Milliere Guy - mercredi 14 septembre 2011
terrorisme
Nous sommes arrivés au dixième anniversaire du 11 septembre. Des commémorations ont eu lieu à New York, à Washington et dans tous les États-Unis.
Les médias européens en ont traité abondamment. La tonalité générale a été celle de la tristesse, du recueillement, du souvenir. Et cela a été logique : les plus effroyables attentats terroristes de l’histoire ne peuvent que susciter de la tristesse, tant de morts innocents en une seule journée ne peuvent qu’inciter au recueillement. Tant de vies brisées impliquent qu’on se souvienne de ceux qui sont tombés, et, aussi, de l’héroïsme et de l’abnégation des secouristes qui ont laissé leur vie pour sauver d’autres vies, sans toujours y parvenir.
Des remarques porteuses de ressentiment ont été émises ici ou là, et on pouvait s’y attendre : lorsqu’il s’agit des États-Unis, et lorsque les morts sont essentiellement Américains, des gens par millions se plaisent à ricaner ou à cracher leur bile.

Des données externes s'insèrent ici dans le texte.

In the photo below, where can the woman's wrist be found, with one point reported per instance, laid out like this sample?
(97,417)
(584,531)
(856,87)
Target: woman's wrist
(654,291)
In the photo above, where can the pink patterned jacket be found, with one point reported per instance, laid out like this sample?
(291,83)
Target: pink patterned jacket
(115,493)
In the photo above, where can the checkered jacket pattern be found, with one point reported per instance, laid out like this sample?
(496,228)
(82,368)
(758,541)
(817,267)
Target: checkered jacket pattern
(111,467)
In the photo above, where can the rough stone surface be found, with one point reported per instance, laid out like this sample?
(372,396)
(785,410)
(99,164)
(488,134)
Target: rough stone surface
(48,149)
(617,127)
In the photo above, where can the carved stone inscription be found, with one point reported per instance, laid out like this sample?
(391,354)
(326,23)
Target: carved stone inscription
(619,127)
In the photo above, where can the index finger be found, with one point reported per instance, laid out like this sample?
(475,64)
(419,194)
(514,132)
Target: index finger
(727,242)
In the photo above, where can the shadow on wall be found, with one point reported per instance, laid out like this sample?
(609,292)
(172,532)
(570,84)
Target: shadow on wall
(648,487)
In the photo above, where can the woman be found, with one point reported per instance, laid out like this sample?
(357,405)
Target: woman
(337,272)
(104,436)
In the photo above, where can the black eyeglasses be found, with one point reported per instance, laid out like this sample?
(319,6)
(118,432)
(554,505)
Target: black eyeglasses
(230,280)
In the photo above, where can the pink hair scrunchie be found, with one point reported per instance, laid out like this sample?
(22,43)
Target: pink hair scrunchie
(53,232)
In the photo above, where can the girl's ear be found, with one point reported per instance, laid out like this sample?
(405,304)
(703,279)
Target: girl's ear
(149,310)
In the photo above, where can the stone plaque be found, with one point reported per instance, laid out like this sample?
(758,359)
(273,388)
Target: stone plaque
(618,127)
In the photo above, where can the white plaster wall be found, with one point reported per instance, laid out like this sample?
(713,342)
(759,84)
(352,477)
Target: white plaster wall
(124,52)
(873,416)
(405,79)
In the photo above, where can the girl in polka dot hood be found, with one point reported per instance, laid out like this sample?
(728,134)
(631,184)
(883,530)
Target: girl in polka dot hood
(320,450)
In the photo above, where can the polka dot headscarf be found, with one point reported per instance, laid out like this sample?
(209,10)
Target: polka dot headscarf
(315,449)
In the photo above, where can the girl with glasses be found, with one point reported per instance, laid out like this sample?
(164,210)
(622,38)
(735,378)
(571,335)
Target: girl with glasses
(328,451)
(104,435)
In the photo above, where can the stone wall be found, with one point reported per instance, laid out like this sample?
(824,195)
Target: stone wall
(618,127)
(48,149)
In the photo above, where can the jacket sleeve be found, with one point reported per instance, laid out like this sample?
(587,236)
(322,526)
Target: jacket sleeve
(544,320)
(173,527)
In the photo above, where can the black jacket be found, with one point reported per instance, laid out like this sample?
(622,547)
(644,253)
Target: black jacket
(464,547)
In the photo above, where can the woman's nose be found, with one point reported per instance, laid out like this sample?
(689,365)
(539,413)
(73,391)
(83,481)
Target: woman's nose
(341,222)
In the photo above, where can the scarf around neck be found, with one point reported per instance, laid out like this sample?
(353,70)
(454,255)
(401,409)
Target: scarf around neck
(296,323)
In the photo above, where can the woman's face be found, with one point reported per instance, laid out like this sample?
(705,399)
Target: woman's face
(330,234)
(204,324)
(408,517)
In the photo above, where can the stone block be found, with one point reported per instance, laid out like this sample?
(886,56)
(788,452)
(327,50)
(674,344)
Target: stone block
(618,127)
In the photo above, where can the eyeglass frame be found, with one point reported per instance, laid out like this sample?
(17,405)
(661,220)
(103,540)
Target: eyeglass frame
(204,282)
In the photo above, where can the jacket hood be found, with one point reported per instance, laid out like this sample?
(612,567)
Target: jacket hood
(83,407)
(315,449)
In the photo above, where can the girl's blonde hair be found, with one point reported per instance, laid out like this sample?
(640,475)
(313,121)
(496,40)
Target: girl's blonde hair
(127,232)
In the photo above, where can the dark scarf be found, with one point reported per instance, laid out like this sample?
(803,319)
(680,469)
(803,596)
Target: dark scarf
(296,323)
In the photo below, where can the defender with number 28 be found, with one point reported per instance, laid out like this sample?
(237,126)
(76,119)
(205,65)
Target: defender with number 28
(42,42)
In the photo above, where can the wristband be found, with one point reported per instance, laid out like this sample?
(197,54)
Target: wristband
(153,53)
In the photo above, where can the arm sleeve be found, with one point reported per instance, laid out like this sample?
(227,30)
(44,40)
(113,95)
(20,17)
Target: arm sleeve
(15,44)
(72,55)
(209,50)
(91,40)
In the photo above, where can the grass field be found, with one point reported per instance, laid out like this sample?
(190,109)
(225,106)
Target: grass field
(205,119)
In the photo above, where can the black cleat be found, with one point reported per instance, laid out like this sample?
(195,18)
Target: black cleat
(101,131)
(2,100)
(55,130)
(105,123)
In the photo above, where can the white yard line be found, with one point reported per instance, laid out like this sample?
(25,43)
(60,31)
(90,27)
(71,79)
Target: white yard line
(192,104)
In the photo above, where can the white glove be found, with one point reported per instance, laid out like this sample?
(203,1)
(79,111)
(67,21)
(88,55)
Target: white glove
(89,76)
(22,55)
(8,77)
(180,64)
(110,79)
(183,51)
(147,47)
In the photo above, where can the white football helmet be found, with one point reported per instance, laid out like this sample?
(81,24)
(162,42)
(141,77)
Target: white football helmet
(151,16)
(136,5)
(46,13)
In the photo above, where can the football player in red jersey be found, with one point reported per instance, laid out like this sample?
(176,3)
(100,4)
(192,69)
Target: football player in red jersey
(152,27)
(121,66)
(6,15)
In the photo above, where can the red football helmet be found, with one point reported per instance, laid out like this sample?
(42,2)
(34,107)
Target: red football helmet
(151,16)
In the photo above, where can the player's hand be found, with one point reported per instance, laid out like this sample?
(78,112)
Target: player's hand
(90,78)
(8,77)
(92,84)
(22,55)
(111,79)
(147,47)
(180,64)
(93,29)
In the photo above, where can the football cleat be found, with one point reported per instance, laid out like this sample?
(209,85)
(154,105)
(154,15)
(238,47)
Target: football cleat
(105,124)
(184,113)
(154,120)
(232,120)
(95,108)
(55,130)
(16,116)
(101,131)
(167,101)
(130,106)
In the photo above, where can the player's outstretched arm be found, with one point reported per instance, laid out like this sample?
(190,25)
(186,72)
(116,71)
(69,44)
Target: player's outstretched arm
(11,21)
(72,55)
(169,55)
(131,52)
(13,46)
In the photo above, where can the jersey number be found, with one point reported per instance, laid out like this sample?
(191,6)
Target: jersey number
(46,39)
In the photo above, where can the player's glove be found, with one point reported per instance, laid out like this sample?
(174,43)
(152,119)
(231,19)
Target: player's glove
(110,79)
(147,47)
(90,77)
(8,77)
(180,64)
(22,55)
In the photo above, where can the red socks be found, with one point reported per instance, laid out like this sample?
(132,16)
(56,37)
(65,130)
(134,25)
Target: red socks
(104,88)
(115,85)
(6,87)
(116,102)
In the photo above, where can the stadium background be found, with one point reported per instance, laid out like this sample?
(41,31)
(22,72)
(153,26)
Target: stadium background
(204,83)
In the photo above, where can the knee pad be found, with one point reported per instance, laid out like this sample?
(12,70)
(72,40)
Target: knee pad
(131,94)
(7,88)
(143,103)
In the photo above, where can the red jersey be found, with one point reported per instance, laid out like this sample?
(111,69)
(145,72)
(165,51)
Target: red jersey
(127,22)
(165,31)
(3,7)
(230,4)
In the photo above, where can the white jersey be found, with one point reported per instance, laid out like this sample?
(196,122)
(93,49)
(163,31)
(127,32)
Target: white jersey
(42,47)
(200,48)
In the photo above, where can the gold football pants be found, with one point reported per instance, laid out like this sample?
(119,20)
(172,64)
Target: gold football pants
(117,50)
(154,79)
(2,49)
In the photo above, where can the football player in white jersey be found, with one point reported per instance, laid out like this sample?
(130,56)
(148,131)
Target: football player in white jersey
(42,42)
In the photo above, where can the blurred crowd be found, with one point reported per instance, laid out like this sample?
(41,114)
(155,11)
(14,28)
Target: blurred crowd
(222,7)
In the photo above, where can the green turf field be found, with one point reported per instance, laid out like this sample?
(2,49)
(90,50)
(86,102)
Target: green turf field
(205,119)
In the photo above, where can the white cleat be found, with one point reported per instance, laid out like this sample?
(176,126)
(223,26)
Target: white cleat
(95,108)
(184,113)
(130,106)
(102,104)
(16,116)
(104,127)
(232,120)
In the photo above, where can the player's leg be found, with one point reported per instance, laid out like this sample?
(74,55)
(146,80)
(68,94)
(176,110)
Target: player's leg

Les théories du complot ont continué à circuler sur internet : certains s’évertuent encore à répéter que tout cela a été un coup de la CIA et du Mossad, qu’aucun avion ne s’est écrasé sur le Pentagone, et, sans doute, que tous les passagers de l’avion qui ne s’est pas écrasé ont été envoyés avec un gros chèque se faire changer les traits du visage, tandis qu’on leur donnait une nouvelle identité. C’est lamentable, mais c’est ainsi.
Ce qui a manqué, à mes yeux, a été une dimension essentielle : le rappel de l’existence du mal et de la nécessité d’être vigilants et déterminés face à lui.
Que ce rappel ait été absent en Europe est tristement logique. Sur ce continent décadent, nul ne peut plus parler de bien et de mal sans se trouver sévèrement fustigé. Tout est relatif et tout est négociable.
En France, on enlève le mot « shoah » des livres scolaires et on introduit en parallèle le mot « nakbah ». On traite tous ceux qui sont un peu plus adeptes de la liberté d’entreprendre que le parti socialiste de fascistes, parfois de nazis, et on utilise ces épithètes pour décrire les conservateurs américains et les membres des Tea parties – ce qui équivaut à dire que les écrits de Ben Franklin ou de Thomas Jefferson sont des écrits fascistes ou nazis. Dans le même temps, on ferme les yeux sur l’existence des vrais fascistes et des vrais nazis de ce temps : ceux qui, par exemple, lisent « Mein Kampf » à Gaza ou à Téhéran.
L’Europe est couchée, résignée, mentalement rongée par les vapeurs d’opium du « politiquement correct », prête à installer des islamistes au pouvoir en Libye ou ailleurs en arguant qu’ils sont « modérés » et qu’ils vont vendre du pétrole.
Que le rappel de l’existence du mal ait été absent du monde musulman et d’une bonne part des pays du tiers-monde est encore plus logique : dans ces contrées, on adhère souvent aux valeurs même du mal. On l’a vu d’ailleurs dès les attentats du onze septembre : ceux-ci ont été accueillis avec joie en divers endroits de la terre.
Que le rappel de l’existence du mal ait été aussi largement absent aux États-Unis m’a rappelé, une fois de plus, que nous sommes dans l’ère Obama. Par lassitude, par volonté de tourner une page douloureuse, parce que des Noirs ont voté pour un Noir, parce que des Blancs se sont dit que ce serait « antiraciste » de voter, eux aussi, pour un Noir, même en ne sachant rien sur son passé, parce que le peuple américain voulait être aimé (ou moins détesté), un imposteur a été porté à la Maison Blanche en 2008.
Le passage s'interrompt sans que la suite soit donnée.